Foto: APA/AFP/GETTY IMAGES/JUSTIN SULL

Vor etwas mehr als einer Woche sorgte ein Artikel des "Guardian" zu einer vermuteten Hintertür im populären Messenger Whatsapp global für Schlagzeilen. Der Bericht stützte sich auf einen Sicherheitsexperten, der die Art und Weise, wie das Chattool Ende-zu-Ende-Verschlüsselung implementiert, für eine große Bedrohung der Privatsphäre der Nutzer hält. Auch der WebStandard hatte das Thema aufgegriffen.

Bei Whatsapp und Facebook zeigte man sich über die Berichterstattung der renommierten britischen Zeitung wenig erfreut. Dass Whatsapp auch ohne Zutun des Nutzers offline neue Schlüssel generieren kann, sei Absicht, damit Nachrichten nach Verbindungsunterbrechungen zuverlässig zugestellt werden könnten. Die Einschätzung hinsichtlich der proklamierten Bedrohung der Privatsphäre teilte man nicht.

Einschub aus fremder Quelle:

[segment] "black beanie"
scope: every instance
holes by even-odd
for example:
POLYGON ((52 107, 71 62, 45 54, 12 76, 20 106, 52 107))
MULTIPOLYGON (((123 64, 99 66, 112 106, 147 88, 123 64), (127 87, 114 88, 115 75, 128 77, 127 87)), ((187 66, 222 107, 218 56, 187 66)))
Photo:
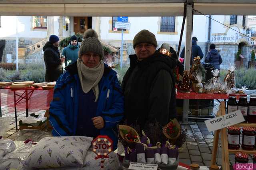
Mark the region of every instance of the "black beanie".
POLYGON ((212 50, 214 49, 215 49, 216 47, 216 46, 215 46, 215 44, 211 44, 211 45, 210 45, 210 49, 212 50))
POLYGON ((73 40, 76 40, 76 41, 78 41, 78 40, 77 39, 77 37, 74 35, 71 36, 71 38, 70 38, 70 41, 72 41, 73 40))

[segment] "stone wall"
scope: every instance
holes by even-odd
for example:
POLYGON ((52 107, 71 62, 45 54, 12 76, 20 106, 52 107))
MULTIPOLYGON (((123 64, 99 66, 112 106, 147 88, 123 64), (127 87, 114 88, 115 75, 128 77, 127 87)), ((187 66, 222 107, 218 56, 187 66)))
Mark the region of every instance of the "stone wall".
POLYGON ((42 51, 40 51, 31 54, 27 54, 25 56, 25 63, 44 64, 44 54, 42 51))
MULTIPOLYGON (((29 45, 31 44, 32 41, 26 40, 24 42, 25 45, 29 45)), ((16 40, 5 40, 5 46, 4 49, 2 58, 3 62, 6 62, 6 54, 12 54, 12 62, 16 60, 16 40)))

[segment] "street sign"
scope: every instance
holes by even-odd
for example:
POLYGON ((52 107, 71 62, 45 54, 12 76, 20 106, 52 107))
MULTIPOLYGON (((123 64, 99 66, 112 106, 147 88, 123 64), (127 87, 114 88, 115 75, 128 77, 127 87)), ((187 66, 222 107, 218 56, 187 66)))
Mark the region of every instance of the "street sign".
POLYGON ((131 27, 131 23, 130 22, 116 22, 115 26, 115 28, 117 28, 129 30, 131 27))
POLYGON ((113 142, 107 136, 98 136, 92 141, 93 152, 98 158, 108 158, 107 155, 113 150, 113 142))
POLYGON ((117 18, 117 21, 118 22, 128 22, 128 17, 118 16, 117 18))

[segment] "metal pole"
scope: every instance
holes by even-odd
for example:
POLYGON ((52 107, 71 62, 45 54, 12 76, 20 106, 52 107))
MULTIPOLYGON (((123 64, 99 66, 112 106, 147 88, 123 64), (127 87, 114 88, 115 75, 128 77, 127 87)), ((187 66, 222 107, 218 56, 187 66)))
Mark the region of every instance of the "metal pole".
POLYGON ((19 58, 18 46, 18 17, 16 16, 16 70, 19 71, 19 58))
MULTIPOLYGON (((185 70, 190 69, 191 54, 191 38, 192 31, 192 4, 187 4, 186 17, 186 46, 185 47, 185 70)), ((183 102, 182 124, 188 123, 189 100, 184 99, 183 102)))
POLYGON ((123 44, 124 43, 124 30, 122 29, 122 41, 121 42, 121 54, 120 55, 120 68, 123 66, 123 44))

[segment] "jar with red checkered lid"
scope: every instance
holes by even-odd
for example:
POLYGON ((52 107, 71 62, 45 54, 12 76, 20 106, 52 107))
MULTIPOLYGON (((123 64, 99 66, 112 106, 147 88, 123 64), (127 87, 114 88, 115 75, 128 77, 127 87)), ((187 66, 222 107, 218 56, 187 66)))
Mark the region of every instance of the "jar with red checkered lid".
POLYGON ((255 128, 250 127, 243 128, 242 148, 245 150, 253 150, 255 147, 255 128))
POLYGON ((236 126, 228 128, 228 149, 238 150, 240 148, 240 128, 236 126))
POLYGON ((237 152, 236 154, 236 157, 235 157, 236 164, 246 164, 248 163, 249 161, 248 158, 249 158, 249 155, 246 153, 242 152, 237 152))

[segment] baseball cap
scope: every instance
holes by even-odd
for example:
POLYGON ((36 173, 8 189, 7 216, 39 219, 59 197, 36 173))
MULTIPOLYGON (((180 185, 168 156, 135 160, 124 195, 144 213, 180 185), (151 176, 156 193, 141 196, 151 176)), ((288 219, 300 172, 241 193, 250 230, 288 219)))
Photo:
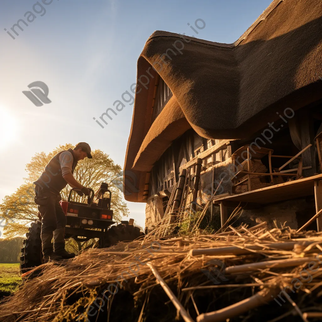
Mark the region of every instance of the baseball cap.
POLYGON ((87 157, 89 159, 91 159, 93 157, 90 154, 90 147, 88 143, 86 143, 86 142, 80 142, 75 146, 74 148, 79 149, 80 147, 81 147, 83 151, 87 153, 87 157))

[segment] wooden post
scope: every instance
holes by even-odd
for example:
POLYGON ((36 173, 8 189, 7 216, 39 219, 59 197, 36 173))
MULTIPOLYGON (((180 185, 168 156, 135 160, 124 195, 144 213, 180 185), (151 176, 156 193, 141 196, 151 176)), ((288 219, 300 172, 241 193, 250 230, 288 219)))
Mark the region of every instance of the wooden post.
MULTIPOLYGON (((212 179, 211 181, 211 195, 213 195, 213 184, 215 181, 215 167, 213 167, 213 171, 212 175, 212 179)), ((213 217, 213 202, 212 202, 210 204, 210 220, 212 221, 213 217)))
MULTIPOLYGON (((249 152, 249 147, 247 148, 247 165, 248 169, 248 172, 251 172, 251 157, 249 152)), ((248 191, 251 191, 251 175, 248 175, 248 191)))
POLYGON ((296 179, 299 179, 302 177, 303 172, 303 158, 299 157, 298 158, 298 173, 296 175, 296 179))
POLYGON ((185 187, 185 176, 186 174, 187 169, 183 169, 181 174, 179 176, 178 186, 176 190, 175 200, 173 201, 172 210, 171 212, 170 221, 172 223, 175 221, 176 218, 178 209, 181 203, 181 198, 182 197, 182 192, 185 187))
POLYGON ((227 221, 228 217, 227 214, 227 206, 224 204, 223 201, 220 202, 220 219, 222 227, 227 221))
MULTIPOLYGON (((304 149, 309 144, 314 143, 314 135, 313 133, 313 118, 307 110, 299 111, 300 128, 301 129, 301 141, 302 148, 304 149)), ((303 158, 303 166, 311 166, 312 167, 304 170, 303 175, 305 177, 310 176, 316 172, 315 164, 315 150, 314 149, 307 150, 302 154, 303 158)))
MULTIPOLYGON (((322 209, 322 181, 316 180, 314 181, 314 195, 315 197, 315 209, 317 213, 322 209)), ((317 231, 322 231, 322 217, 317 219, 317 231)))
MULTIPOLYGON (((270 173, 272 173, 272 151, 270 150, 268 151, 268 163, 270 167, 270 173)), ((273 183, 273 175, 270 176, 270 182, 273 183)))
POLYGON ((317 154, 319 157, 320 171, 322 172, 322 158, 321 157, 321 139, 318 137, 317 138, 317 154))
POLYGON ((202 165, 202 159, 198 158, 197 159, 196 165, 196 172, 194 174, 194 190, 192 193, 192 208, 194 211, 196 211, 196 200, 198 195, 198 190, 199 187, 199 182, 200 178, 200 172, 201 172, 201 166, 202 165))

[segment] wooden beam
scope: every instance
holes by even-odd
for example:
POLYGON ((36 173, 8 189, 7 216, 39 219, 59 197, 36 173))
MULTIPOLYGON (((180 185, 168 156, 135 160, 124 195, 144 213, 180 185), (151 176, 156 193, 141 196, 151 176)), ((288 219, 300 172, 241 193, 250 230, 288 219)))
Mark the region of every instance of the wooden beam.
MULTIPOLYGON (((192 208, 194 211, 196 210, 196 200, 198 196, 198 190, 199 187, 199 182, 200 178, 200 172, 201 170, 201 166, 202 165, 202 160, 199 158, 197 160, 197 165, 196 166, 196 172, 194 174, 194 190, 192 192, 192 208)), ((185 169, 183 169, 184 171, 185 169)))
POLYGON ((181 166, 180 168, 180 172, 181 172, 183 169, 187 169, 189 167, 195 165, 197 164, 197 159, 203 159, 209 156, 213 153, 226 146, 232 140, 223 140, 209 148, 207 149, 205 151, 204 151, 203 152, 199 153, 197 156, 195 157, 192 160, 186 163, 185 164, 184 164, 181 166))
MULTIPOLYGON (((307 147, 314 142, 315 136, 313 126, 313 119, 309 111, 302 109, 299 111, 301 141, 302 148, 307 147)), ((303 158, 303 166, 311 166, 312 169, 305 170, 304 176, 313 175, 316 171, 315 161, 315 149, 311 149, 304 151, 302 155, 303 158)))
MULTIPOLYGON (((312 167, 310 166, 305 166, 302 168, 302 170, 306 170, 308 169, 311 169, 312 167)), ((280 171, 280 173, 287 173, 288 172, 292 172, 293 171, 297 171, 298 170, 298 168, 295 168, 294 169, 290 169, 288 170, 282 170, 280 171)))
POLYGON ((322 156, 321 156, 321 142, 319 137, 317 138, 317 155, 319 157, 319 163, 320 164, 320 171, 322 171, 322 156))
POLYGON ((222 227, 228 219, 227 214, 227 206, 223 201, 220 202, 220 221, 222 227))
MULTIPOLYGON (((322 180, 314 181, 314 196, 315 197, 315 209, 317 213, 322 209, 322 180)), ((322 217, 317 218, 317 231, 322 231, 322 217)))
MULTIPOLYGON (((268 163, 270 168, 270 173, 272 173, 272 151, 268 151, 268 163)), ((273 175, 270 176, 270 182, 273 183, 273 175)))
POLYGON ((301 151, 300 151, 295 156, 293 156, 291 159, 290 159, 287 161, 286 163, 284 163, 279 168, 279 171, 280 171, 283 168, 285 167, 286 166, 287 166, 289 163, 290 162, 292 162, 292 161, 294 160, 295 160, 297 158, 300 156, 302 153, 306 151, 309 147, 311 147, 312 146, 312 145, 310 143, 303 150, 301 151))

Security-Experten kritisieren "Guardian"

Ähnlich sieht das auch eine Gruppe von Fachpersonen aus dem Bereich der IT-Security. Sie haben nun einen offenen Brief unterzeichnet, in dem sie ihre Einschätzung zur Lage kund geben und Kritik am "Guardian" üben, berichtet Motherboard.

Zu den Unterzeichnern gehören unter anderem Bruce Schneier, Matthew Green und andere Experten mit hohem Ansehen im Sicherheitsbereich. Verfasst wurde das Schreiben von der türkischen Technologieforscherin Zeynep Tufekci, die an der University of North Carolina tätig ist.

"Bedrohung ist ziemlich limitiert"

"Die Bedrohung", die aus der Implementierung der Verschlüsselung in Whatsapp resultiere, sei "ziemlich limitiert in ihrem Umfang, ihrer Anwendbarkeit und Heimlichkeit", heißt es in dem Schreiben. Man müsse entweder den Server oder die Handynummer kompromittieren. Dazu würden sicherheitsbewusste User Attacken schnell entdecken, da man in Whatsapp Warnmeldungen aktivieren kann, die über geänderte Schlüssel informieren.

Man hätte über ein so sensibles Thema nicht berichten dürfen, "ohne eine große Anzahl an Experten zu befragen", heißt es weiter. Gefolgt von einem harten Vergleich. Man habe eine "Impfungen sind tödlich"-Artikel geschrieben, ohne Ärzte zu befragen. Und man berufe sich ausschließlich darauf, dass Impfungen tatsächlich tödlich sein können, ohne zu erwähnen, dass dies nur als Folge extrem seltener Nebenwirkungen der Fall sei.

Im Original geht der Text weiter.